A $1,000 laptop with no warranty is a potential $1,000 total loss from one defect—any “savings” evaporate with a single warranty claim. Additional risks: authentication challenges, region-specific firmware/software, incompatible LTE/5G bands, voltage differences, reduced resale value, no customer support or safety updates.

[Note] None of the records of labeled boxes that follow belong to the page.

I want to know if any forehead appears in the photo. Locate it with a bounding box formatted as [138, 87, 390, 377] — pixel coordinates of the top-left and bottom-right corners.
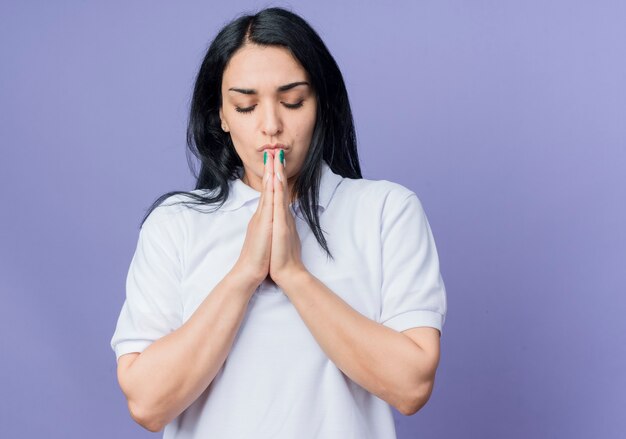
[222, 45, 308, 90]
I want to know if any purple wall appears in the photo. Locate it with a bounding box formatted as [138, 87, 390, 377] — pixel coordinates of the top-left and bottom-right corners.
[0, 0, 626, 439]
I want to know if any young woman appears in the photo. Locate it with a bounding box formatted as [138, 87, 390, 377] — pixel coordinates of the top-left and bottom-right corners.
[111, 8, 446, 439]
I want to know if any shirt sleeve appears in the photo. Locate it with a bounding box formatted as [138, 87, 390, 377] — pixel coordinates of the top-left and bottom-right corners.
[111, 206, 183, 359]
[381, 192, 447, 332]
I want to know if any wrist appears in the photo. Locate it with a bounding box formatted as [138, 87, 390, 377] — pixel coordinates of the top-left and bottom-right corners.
[272, 267, 312, 293]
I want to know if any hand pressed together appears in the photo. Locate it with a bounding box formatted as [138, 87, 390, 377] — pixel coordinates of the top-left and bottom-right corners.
[230, 150, 306, 286]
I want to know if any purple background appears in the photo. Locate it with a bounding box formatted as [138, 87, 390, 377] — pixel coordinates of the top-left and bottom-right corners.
[0, 0, 626, 438]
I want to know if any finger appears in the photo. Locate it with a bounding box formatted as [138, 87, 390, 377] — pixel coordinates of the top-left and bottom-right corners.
[259, 150, 274, 220]
[274, 150, 288, 219]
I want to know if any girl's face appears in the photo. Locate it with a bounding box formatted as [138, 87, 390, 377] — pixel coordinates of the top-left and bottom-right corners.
[220, 44, 317, 196]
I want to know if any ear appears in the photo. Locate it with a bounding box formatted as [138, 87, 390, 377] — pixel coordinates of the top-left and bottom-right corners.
[220, 107, 228, 132]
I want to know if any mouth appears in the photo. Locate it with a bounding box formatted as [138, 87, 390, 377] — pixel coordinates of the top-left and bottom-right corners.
[259, 143, 289, 154]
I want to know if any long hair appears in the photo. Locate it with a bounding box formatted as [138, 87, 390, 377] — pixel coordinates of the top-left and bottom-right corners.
[141, 7, 362, 258]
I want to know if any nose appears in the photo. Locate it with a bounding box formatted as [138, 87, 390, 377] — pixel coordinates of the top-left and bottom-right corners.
[261, 103, 283, 137]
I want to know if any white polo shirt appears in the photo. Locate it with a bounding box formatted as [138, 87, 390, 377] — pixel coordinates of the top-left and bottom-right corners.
[111, 162, 447, 439]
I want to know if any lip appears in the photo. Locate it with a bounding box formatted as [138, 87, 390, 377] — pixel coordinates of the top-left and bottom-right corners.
[259, 143, 288, 152]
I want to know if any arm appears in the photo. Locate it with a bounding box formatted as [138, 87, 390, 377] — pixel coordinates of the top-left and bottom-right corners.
[118, 271, 257, 432]
[281, 271, 439, 416]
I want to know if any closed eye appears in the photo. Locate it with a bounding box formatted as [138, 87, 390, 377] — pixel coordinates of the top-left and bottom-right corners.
[235, 100, 304, 113]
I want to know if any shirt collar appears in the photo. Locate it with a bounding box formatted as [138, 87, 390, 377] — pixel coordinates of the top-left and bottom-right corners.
[214, 160, 343, 211]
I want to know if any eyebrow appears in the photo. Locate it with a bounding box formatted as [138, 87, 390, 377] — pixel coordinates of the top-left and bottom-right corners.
[228, 81, 311, 95]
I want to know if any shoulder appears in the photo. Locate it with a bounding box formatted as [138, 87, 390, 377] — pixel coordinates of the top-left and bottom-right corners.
[340, 174, 419, 211]
[142, 189, 206, 228]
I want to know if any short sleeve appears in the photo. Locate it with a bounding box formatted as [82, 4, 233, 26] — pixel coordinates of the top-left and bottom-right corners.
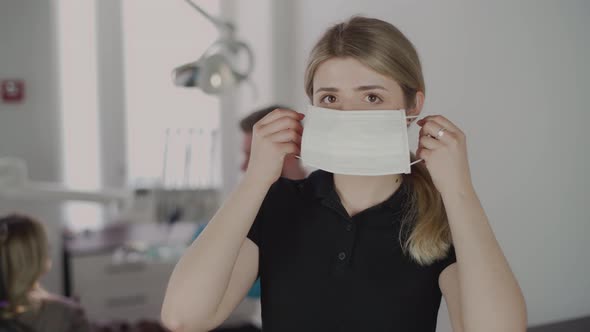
[247, 179, 284, 248]
[248, 203, 264, 248]
[436, 244, 457, 275]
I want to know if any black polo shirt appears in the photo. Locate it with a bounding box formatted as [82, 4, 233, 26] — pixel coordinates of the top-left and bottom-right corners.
[248, 171, 455, 332]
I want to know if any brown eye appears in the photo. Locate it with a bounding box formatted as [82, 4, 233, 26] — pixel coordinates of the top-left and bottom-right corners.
[366, 94, 382, 104]
[322, 95, 336, 104]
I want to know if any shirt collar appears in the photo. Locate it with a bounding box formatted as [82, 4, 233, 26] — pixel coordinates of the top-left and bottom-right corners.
[308, 170, 411, 212]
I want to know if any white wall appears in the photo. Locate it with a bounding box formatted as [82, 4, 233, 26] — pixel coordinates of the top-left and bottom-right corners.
[273, 0, 590, 331]
[0, 0, 61, 291]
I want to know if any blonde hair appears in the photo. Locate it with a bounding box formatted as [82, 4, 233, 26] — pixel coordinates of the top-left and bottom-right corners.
[305, 16, 452, 265]
[0, 214, 48, 319]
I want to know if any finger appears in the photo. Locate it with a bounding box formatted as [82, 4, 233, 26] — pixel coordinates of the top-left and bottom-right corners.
[418, 136, 443, 150]
[257, 116, 303, 136]
[423, 115, 461, 133]
[256, 108, 305, 126]
[416, 148, 432, 162]
[420, 119, 452, 143]
[280, 142, 301, 155]
[267, 129, 301, 144]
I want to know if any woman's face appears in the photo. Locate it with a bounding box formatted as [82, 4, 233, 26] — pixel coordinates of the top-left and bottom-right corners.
[313, 57, 421, 117]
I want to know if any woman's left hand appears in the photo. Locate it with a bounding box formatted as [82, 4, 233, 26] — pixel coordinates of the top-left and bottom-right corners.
[416, 115, 473, 196]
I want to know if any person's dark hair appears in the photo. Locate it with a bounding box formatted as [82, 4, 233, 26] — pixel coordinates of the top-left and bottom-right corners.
[240, 105, 290, 134]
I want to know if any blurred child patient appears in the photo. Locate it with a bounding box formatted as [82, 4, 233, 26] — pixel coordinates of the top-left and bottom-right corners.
[0, 214, 90, 332]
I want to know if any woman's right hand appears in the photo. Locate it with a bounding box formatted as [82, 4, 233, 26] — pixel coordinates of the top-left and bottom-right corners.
[246, 108, 305, 186]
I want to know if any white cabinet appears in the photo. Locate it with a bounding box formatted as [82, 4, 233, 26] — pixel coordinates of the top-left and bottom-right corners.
[66, 224, 197, 322]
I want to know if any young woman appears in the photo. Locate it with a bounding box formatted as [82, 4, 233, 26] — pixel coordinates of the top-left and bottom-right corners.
[0, 215, 90, 332]
[162, 17, 526, 332]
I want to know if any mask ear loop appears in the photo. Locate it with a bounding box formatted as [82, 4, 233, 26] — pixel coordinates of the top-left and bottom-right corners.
[406, 115, 424, 166]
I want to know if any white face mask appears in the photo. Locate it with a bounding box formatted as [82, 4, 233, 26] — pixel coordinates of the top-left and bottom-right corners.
[301, 105, 418, 175]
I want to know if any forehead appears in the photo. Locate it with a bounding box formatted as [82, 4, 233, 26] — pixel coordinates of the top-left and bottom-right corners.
[313, 57, 401, 91]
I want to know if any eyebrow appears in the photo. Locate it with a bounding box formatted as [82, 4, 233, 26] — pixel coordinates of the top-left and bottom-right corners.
[315, 85, 387, 93]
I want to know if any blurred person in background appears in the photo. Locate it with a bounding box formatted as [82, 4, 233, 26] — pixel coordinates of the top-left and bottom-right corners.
[0, 214, 90, 332]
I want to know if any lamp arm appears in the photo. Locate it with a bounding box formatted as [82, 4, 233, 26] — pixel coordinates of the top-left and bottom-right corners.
[185, 0, 234, 35]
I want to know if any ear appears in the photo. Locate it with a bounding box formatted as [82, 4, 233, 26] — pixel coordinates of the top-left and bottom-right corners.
[406, 91, 425, 126]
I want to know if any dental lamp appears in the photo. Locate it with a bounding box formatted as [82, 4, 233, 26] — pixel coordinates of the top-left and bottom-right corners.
[172, 0, 254, 95]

For typical consumers, the warranty risk alone makes gray market purchases imprudent.

What this means for American consumers

The evidence reveals a fundamental shift in global electronics pricing. American consumers face permanently higher electronics prices—the 15-45% increases already implemented represent structural changes, not temporary inflation. Even if future administrations reverse tariffs, supply chain costs and manufacturer pricing adaptations create lasting effects.

Key findings:

  • Canada emerges as North America’s value leader, undercutting US prices 7-15% on cameras and remaining competitive on smartphones
  • Europe’s VAT-inclusive pricing proves more competitive than assumed, with stable pricing absent tariff volatility
  • Manufacturing location provides no advantage—Japanese cameras cost more in Tokyo, Chinese iPhones more in Beijing
  • Hong Kong’s golden age ended as global pricing converged and gray markets disappeared
  • Middle Eastern markets maintain genuine 15-25% advantages through near-zero taxation

Practical advice for Americans:

  • Forget shopping vacations—travel costs, warranty risks, and hassles eliminate any savings
  • Avoid gray market purchases—warranty loss can exceed any price savings
  • Wait for domestic sales—Black Friday and Prime Day still offer 20-40% discounts
  • Consider previous-generation products for significant savings
  • Buy from authorized dealers and use credit card warranty extensions

The golden age of cheap imported electronics has ended. American exceptionalism in electronics pricing never existed to the degree assumed—the US ranked only 8th globally even in 2016. Recent tariff policies ensure it won’t improve. Americans will pay substantially higher prices for years regardless of whether reshoring goals succeed.